Open HAOCHENYE opened 4 years ago
The wh_offset_base enables smaller, more easily predicted logits for wh. Wh logits are more similar to hm logits using this method.
The loss values after weighting are balanced for wh and hm. TTFNet uses a different wh loss than centernet requiring a different loss re-weighting to keep the two losses in approximate balance.
g Thanks a lot! Now I understand why ttf using a larger hm_loss. But what's the meaning of "wh logits"? I think ttf just using a gaussian heatmap to choose the postive index of groud truth, and "wh" represents the ltrb of the bbox. Do you mean that the "wh" with a factor "wh_offset_base" can make ttf converge more easyily?
Logits refer to the feature maps fed into the final activation functions.

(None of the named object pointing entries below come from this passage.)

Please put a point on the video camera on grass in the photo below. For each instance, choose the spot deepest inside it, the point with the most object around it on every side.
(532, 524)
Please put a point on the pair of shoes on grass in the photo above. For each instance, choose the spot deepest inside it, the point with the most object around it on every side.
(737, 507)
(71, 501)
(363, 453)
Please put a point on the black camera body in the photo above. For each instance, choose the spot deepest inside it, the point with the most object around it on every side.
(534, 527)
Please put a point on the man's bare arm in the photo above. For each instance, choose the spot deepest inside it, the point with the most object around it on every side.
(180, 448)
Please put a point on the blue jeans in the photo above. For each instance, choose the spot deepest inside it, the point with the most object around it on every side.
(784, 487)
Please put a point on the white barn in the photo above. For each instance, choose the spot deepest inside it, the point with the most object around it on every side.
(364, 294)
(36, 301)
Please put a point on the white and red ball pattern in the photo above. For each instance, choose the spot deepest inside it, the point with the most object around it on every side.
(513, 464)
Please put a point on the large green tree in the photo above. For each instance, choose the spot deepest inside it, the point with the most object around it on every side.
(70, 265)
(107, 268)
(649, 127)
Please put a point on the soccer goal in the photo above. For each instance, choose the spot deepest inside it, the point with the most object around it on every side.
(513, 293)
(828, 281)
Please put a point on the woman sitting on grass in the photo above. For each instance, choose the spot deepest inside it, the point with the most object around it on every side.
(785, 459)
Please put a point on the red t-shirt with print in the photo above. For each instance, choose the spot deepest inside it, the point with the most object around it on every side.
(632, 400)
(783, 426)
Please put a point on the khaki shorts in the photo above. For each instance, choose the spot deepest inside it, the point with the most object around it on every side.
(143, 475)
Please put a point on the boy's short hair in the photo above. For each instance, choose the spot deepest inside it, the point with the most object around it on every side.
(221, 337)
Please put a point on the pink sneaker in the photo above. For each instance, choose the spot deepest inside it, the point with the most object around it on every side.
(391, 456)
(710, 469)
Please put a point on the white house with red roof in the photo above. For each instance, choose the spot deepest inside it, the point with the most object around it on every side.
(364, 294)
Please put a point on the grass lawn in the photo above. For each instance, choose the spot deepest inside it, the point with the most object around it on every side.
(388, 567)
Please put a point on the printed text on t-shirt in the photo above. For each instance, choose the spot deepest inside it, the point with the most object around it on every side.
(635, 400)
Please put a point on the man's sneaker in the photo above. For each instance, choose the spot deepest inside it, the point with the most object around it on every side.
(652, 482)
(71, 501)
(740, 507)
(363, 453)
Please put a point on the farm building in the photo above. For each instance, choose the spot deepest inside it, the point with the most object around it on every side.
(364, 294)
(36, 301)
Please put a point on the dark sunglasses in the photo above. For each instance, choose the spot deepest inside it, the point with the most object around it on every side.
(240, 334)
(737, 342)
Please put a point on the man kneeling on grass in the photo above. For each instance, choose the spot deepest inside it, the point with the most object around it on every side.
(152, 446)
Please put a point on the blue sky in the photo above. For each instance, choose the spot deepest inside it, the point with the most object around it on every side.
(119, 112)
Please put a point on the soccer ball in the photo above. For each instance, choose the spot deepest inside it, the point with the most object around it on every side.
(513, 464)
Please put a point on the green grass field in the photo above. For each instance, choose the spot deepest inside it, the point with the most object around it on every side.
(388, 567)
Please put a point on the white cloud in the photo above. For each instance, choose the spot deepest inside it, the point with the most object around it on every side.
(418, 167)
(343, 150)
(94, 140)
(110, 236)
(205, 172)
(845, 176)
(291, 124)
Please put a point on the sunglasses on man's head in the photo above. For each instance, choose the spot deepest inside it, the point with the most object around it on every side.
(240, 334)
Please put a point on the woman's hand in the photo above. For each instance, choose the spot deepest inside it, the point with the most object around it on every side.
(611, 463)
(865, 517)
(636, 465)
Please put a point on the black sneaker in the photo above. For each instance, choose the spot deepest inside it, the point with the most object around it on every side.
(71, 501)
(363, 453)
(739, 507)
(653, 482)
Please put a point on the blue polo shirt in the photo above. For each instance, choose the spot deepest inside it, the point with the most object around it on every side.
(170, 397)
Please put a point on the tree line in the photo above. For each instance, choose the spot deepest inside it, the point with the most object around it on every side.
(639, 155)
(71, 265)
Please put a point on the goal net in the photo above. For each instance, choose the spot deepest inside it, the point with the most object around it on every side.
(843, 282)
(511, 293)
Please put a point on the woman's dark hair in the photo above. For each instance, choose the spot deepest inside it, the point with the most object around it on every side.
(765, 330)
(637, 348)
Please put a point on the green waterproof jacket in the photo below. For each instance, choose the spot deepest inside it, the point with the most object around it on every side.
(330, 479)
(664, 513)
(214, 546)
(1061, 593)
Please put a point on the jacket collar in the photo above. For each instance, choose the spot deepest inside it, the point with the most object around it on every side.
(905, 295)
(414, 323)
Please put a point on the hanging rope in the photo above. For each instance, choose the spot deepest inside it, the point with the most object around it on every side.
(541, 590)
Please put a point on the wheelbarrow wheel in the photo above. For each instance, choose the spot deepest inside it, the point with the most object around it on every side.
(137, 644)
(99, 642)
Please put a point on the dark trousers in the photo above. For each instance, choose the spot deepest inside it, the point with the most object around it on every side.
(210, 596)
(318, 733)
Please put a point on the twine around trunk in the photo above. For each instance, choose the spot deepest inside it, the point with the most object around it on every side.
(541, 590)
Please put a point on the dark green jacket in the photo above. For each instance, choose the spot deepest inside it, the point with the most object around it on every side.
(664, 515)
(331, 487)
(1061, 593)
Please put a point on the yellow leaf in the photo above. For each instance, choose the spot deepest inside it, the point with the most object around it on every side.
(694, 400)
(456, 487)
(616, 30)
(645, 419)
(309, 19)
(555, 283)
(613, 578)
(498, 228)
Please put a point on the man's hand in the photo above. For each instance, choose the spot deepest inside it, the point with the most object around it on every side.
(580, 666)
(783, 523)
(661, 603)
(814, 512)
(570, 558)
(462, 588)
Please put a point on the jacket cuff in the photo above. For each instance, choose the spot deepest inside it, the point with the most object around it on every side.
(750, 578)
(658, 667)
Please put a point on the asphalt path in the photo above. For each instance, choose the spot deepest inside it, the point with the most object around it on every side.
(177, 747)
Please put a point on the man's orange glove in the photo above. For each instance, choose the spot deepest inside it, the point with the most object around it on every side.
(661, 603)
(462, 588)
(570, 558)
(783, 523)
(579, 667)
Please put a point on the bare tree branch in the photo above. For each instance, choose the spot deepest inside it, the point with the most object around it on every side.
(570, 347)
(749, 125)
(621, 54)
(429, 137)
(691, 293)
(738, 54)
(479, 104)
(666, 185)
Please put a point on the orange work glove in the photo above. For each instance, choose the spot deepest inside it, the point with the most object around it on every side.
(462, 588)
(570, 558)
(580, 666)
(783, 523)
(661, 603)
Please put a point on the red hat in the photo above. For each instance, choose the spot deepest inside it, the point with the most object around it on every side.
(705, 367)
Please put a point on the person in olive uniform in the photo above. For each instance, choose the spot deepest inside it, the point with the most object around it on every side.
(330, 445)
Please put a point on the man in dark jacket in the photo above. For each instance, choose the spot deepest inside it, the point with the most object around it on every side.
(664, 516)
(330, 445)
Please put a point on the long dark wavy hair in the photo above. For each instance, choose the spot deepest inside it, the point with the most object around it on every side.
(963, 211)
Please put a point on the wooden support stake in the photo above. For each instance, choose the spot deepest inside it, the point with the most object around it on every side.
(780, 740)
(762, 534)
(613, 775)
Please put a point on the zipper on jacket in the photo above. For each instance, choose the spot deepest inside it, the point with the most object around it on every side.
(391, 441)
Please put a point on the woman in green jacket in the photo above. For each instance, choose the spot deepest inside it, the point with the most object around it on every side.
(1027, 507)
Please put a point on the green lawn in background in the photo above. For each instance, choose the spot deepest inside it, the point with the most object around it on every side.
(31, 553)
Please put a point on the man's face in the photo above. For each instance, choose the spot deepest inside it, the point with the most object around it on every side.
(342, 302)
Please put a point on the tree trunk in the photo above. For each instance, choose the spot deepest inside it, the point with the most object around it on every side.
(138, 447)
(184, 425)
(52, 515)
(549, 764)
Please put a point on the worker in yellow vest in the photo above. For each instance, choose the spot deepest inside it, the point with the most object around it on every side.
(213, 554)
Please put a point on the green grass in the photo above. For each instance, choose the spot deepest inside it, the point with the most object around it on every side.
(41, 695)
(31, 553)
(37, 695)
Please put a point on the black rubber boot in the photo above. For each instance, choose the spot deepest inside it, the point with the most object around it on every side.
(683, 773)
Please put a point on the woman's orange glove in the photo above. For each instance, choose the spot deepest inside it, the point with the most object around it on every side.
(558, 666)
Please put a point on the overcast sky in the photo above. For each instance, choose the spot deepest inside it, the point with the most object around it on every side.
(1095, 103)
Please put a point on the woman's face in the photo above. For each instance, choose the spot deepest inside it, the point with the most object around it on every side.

Wh logits --> relu --> wh_offset_base --> wh prediction
Hm logits --> sigmoid --> hm prediction
The sigmoid curve yields most of its error with values greater than -5 for 0 targets and less than 5 for 1 targets so -5 to 5 is the typical interval the logits will fall into.
TTFNet predicts the wh offsets at 512 x 512 image scale directly using relu as the activation function. E.g. a 142 length offset would require a logit of 142 . Using a wh_offset_base of 16 reduces the 142 logit to 8.9. Maintaining similar magnitude for both hm and wh logits will ease convergence.
Thanks for your patience!
It seems that the model will converge much more slower if wh_offset_base =1, especially the wh_loss. Besides, compared with centernet, the loss weight of wh_loss is much more larger than hm_loss(centernet: wh_loss_weight=0.1, hm_loss=1),why?